Tarih bazen yalnızca geçmişte değil, bugünün içinde de yaşamaya devam eder. Kitaplardan okuyup etkilendiğimiz, uzak çağlara ait sandığımız o değerler; bir gün bir ilçede, bir çiftten yansıyarak karşımıza çıkıverir. Antalya’nın serin yaylası, mantar diyarı Korkuteli’nde tanıklık ettiğim durum tam da buydu.

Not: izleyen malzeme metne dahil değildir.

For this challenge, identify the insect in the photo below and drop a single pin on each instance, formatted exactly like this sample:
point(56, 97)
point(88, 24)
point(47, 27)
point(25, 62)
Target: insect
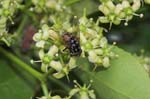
point(72, 44)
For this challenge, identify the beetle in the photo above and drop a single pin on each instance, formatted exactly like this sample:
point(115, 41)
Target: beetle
point(72, 43)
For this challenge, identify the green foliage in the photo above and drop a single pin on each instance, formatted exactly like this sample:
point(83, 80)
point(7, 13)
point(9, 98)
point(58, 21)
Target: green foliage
point(12, 85)
point(125, 79)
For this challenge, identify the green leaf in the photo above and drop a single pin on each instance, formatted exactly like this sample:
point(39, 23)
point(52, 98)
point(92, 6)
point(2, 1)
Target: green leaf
point(13, 86)
point(125, 79)
point(91, 6)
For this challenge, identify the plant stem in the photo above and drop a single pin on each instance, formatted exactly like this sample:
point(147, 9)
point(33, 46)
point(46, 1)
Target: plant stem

Antalya Gazeteciler Cemiyeti (AGC) ve ANTİAD’ın “Yerel Değerlerimize Sahip Çıkıyoruz” temasıyla düzenlediği Korkuteli gezisine katıldım. Gezi, sadece coğrafi değil, aynı zamanda tarihsel ve duygusal bir yolculuğa dönüştü benim için. Çünkü orada tanıdığım iki isim, geçmişin yönetim ruhunu günümüze taşıyordu: Belediye Başkanı Saniye Caran ve eşi Hasan Can Caran.
2024 yerel seçimlerinde Hasan Can Caran Milliyetçi Hareket Partisi’nden aday olmuş, ancak çeşitli nedenlerle yarıştan çekilmişti. Yerine eşi Saniye Caran Cumhuriyet Halk Partisi’nden aday gösterildi ve halkın teveccühüyle belediye başkanlığına seçildi. Kendisi yalnızca Antalya’nın değil, Türkiye’nin de en genç belediye başkanları arasında.
Ancak Saniye Başkan bu görev de yalnız yürümüyor. Eşi Hasan Can Caran neredeyse onun sağ kolu. Program boyunca her detaya özen göstermeleri, ziyaretçilere karşı sergiledikleri nezaket, sakinlikleri ve ahenkleri beni yıllar öncesine, Göktürkler dönemine götürdü. Hani o Hakan ile Hatun’un birlikte devleti yönettiği, kadın ve erkeğin söz sahibi olduğu o asil zamanlara…
Korkuteli’nin yönetiminde tıpkı o dönemlerdeki gibi bir uyum var. Birbirinin önüne geçmeye çalışan değil, birbirini tamamlayan bir çift gördüm. Saniye Başkan’ı gölgede bırakmaya çalışan bir eş değil; onu destekleyen, onunla birlikte ilçenin geleceğini inşa etmeye çalışan bir yol arkadaşı. Ve bu tablo, özellikle içinde bulunduğumuz çağda kadının görünürlüğünü yok saymaya çalışanlara karşı verilmiş en zarif cevaptı.
Kimi kulislerde belediyeyi asıl yönetenin Hasan Can Caran olduğu söylense de, ben gördüm ki bu iki genç ve çalışkan insan arasında derin bir saygı, samimiyet ve eşitlik var. Görev dağılımı değil, görev birliği var.
Bu nedenle onları yürekten kutluyorum. Umuyorum ki bu uyumları, bu duruşları hep aynı zarafetle sürer. Korkuteli halkının bu denli memnuniyet içinde olması, bu çiftin yönetime taşıdığı “birlik ruhu”ndan ileri geliyor olmalı. Çünkü güçlü bir kadının yanında duran bir adam, en az onun kadar güçlüdür. Ve bunu bize gösterdikleri için, geçmişten ilham alarak bugünü inşa ettikleri için teşekkür ediyorum.
Korkuteli’nde sadece doğa değil, insan da içimizi serinletti.